I've been reading the details of the implementation of the int object in Python (1 and 2) and, as far as I can see, a Python int is basically a C pointer to an struct, right?
So the question is basically, what happens in Python internally so equaling two int
s in python doesn't point to the same instance while equaling complex types, such as list
, does:
>>> a=5
>>> b=a
>>> print "id a: %s, id b: %s" % (id(a), id(b))
id a: 40802136, id b: 40802136
>>> b+=1
>>> print "a: %s, b: %s" % (a, b)
a: 5, b: 6
>>> print "id a: %s, id b: %s" % (id(a), id(b))
id a: 40802136, id b: 40802112
>>> a=[5]
>>> b=a
>>> print "id a: %s, id b: %s" % (id(a), id(b))
id a: 45930832, id b: 45930832
>>> b.append(1)
>>> print "a: %s, b: %s" % (a, b)
a: [5, 1], b: [5, 1]
>>> print "id a: %s, id b: %s" % (id(a), id(b))
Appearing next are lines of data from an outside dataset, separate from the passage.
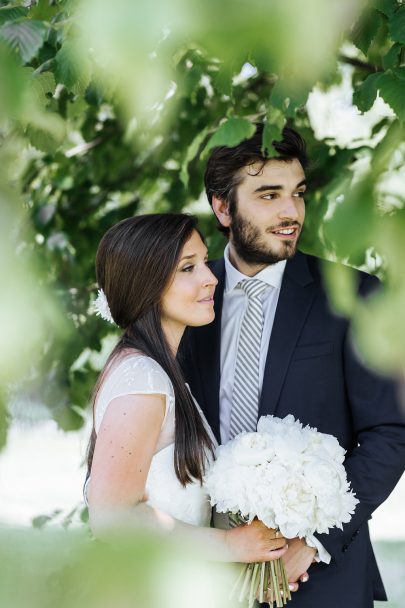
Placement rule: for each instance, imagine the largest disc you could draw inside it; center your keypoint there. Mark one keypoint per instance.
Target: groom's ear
(221, 210)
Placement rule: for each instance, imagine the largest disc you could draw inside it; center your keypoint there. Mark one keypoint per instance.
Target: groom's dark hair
(223, 175)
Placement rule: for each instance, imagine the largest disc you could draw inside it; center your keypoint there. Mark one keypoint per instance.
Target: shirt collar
(272, 274)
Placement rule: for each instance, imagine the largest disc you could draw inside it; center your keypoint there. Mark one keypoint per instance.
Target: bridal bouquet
(291, 478)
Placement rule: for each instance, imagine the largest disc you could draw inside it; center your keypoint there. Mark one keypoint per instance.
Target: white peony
(289, 476)
(252, 448)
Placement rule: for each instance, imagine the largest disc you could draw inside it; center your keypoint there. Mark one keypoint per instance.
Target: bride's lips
(207, 300)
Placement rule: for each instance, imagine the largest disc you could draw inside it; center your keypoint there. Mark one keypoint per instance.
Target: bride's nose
(209, 278)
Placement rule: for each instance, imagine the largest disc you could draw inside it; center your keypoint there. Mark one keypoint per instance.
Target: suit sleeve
(376, 464)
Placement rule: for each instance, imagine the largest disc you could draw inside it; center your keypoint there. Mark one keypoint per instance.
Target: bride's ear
(221, 210)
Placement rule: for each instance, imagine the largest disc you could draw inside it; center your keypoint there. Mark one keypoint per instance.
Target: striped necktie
(245, 394)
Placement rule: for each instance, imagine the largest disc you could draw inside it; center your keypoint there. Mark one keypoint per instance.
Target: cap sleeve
(135, 375)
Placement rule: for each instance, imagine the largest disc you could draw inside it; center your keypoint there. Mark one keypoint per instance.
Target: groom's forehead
(274, 171)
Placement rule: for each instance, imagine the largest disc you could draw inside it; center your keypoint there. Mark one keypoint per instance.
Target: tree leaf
(392, 90)
(287, 98)
(271, 132)
(41, 85)
(8, 14)
(25, 37)
(4, 419)
(71, 69)
(397, 25)
(399, 73)
(387, 7)
(364, 96)
(391, 59)
(365, 29)
(230, 134)
(192, 151)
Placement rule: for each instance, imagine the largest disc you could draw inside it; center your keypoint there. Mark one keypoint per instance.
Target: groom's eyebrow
(265, 187)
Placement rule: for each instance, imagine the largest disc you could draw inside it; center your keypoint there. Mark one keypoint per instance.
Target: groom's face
(268, 211)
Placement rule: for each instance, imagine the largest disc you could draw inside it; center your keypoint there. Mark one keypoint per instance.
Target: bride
(150, 442)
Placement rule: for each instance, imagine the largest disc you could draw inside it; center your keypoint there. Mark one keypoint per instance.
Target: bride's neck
(173, 333)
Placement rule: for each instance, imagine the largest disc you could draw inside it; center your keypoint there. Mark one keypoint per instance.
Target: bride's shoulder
(135, 369)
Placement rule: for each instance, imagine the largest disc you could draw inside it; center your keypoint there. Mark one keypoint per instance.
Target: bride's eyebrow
(188, 257)
(192, 255)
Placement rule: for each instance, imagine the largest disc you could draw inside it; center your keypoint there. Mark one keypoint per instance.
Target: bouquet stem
(254, 580)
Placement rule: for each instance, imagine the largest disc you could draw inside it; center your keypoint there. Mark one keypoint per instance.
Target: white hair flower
(101, 307)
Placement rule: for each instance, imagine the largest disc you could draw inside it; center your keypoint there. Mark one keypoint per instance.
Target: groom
(276, 347)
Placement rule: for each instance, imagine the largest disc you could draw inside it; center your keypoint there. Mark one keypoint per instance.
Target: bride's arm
(124, 449)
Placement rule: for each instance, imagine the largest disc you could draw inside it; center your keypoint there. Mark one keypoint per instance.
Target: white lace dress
(139, 374)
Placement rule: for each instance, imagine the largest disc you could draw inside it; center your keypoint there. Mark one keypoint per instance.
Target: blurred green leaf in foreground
(47, 568)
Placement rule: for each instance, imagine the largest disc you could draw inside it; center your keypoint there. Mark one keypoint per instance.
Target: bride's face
(189, 299)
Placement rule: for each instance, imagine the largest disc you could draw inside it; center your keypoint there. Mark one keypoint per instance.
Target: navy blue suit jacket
(313, 372)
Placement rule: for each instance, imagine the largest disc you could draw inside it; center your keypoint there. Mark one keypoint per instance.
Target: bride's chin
(203, 320)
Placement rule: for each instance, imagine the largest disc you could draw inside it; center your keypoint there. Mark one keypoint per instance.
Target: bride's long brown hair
(135, 263)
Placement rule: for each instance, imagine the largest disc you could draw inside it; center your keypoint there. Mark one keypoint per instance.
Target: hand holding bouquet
(289, 477)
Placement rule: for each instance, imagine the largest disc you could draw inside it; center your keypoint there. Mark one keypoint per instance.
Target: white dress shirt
(234, 305)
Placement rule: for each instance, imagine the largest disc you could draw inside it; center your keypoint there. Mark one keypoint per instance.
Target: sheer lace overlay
(139, 374)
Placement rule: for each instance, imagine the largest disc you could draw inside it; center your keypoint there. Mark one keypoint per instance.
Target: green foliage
(110, 109)
(43, 568)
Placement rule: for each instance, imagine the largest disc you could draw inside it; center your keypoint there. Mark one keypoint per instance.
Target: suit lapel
(297, 293)
(208, 346)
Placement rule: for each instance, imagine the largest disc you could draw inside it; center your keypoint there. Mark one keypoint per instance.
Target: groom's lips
(286, 232)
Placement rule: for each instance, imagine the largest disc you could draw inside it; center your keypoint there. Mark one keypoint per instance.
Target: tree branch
(358, 63)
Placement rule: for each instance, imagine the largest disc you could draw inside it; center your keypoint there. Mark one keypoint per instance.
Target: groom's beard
(249, 245)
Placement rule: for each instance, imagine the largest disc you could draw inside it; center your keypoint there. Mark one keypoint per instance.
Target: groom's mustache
(285, 224)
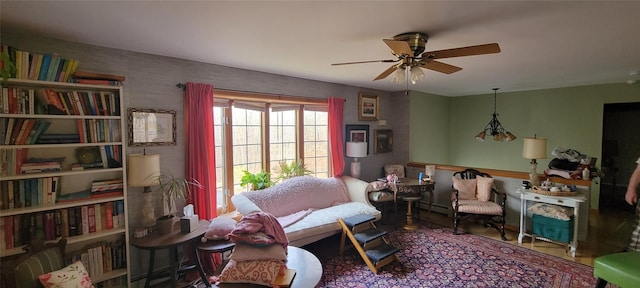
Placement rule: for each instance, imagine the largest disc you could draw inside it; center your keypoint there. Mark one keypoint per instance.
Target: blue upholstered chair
(39, 259)
(620, 269)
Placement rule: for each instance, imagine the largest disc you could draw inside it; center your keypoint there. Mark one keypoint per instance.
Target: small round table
(410, 225)
(156, 241)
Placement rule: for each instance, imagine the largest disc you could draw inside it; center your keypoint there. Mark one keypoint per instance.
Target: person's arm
(634, 181)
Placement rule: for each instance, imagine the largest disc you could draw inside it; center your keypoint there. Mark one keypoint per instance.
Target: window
(296, 130)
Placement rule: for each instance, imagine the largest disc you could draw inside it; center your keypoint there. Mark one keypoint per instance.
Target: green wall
(429, 128)
(567, 117)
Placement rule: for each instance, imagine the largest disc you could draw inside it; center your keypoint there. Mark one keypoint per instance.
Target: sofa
(308, 208)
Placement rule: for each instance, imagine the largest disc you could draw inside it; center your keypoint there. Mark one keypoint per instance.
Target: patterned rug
(437, 258)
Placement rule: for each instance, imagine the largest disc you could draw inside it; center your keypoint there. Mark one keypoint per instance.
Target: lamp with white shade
(356, 150)
(144, 171)
(534, 148)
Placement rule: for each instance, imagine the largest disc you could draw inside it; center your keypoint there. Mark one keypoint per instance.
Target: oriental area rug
(437, 258)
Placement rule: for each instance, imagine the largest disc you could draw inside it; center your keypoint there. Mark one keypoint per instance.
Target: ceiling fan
(409, 50)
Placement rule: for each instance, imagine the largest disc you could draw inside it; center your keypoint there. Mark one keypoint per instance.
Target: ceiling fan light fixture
(416, 74)
(399, 75)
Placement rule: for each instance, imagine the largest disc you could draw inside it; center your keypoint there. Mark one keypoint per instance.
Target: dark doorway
(620, 150)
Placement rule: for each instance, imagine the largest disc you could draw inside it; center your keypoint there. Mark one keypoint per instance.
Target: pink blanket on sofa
(298, 194)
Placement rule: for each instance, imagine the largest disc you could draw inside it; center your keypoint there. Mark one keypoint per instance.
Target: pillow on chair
(397, 169)
(466, 188)
(72, 276)
(484, 188)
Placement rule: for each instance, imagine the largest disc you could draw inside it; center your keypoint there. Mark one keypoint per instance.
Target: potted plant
(296, 168)
(256, 181)
(172, 188)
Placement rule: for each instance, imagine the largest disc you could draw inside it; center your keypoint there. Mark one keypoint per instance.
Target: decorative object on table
(494, 127)
(534, 148)
(144, 170)
(259, 257)
(356, 150)
(368, 108)
(294, 169)
(429, 173)
(356, 133)
(172, 188)
(151, 127)
(257, 181)
(383, 140)
(189, 220)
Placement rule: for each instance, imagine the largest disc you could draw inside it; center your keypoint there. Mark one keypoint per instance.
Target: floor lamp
(144, 171)
(356, 150)
(534, 148)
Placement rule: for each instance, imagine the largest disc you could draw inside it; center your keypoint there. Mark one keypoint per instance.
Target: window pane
(218, 137)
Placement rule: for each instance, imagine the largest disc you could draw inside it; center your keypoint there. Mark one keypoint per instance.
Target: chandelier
(494, 128)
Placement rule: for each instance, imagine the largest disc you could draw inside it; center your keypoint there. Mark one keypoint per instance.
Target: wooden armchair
(39, 259)
(474, 195)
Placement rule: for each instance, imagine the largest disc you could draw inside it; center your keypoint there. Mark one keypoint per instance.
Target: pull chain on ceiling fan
(411, 58)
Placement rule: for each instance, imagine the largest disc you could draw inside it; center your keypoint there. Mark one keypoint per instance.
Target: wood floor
(608, 233)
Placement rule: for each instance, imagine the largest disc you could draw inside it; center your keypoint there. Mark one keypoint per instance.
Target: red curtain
(200, 153)
(200, 158)
(336, 119)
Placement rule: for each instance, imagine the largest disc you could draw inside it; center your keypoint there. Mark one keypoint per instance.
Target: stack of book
(36, 66)
(106, 188)
(40, 167)
(97, 78)
(58, 138)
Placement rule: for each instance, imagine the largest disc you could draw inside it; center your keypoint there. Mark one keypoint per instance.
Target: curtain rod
(184, 86)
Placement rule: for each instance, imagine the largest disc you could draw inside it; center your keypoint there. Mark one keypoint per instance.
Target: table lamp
(356, 150)
(144, 171)
(534, 148)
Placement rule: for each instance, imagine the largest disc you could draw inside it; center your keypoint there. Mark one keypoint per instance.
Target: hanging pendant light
(494, 127)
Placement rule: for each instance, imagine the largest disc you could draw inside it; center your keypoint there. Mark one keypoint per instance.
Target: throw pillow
(244, 252)
(466, 188)
(253, 239)
(219, 228)
(484, 188)
(72, 276)
(376, 186)
(261, 272)
(397, 169)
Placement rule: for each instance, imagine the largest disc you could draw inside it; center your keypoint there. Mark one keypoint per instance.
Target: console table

id a: 45930832, id b: 45930832
My guess, by seeing the id
of the instances above is because modifying an integer creates a new instance and re-assigns the new memory address to the variable. Is my suspicion correct? If so, does anyone know the "historical" decision of having ints behaving like this? Was it so programmers don't go nuts when int
variables are assigned to other variables? (I'm totally ok with that, by the way :-D )
As I said, this is mainly a curiosity. Thank you in advance!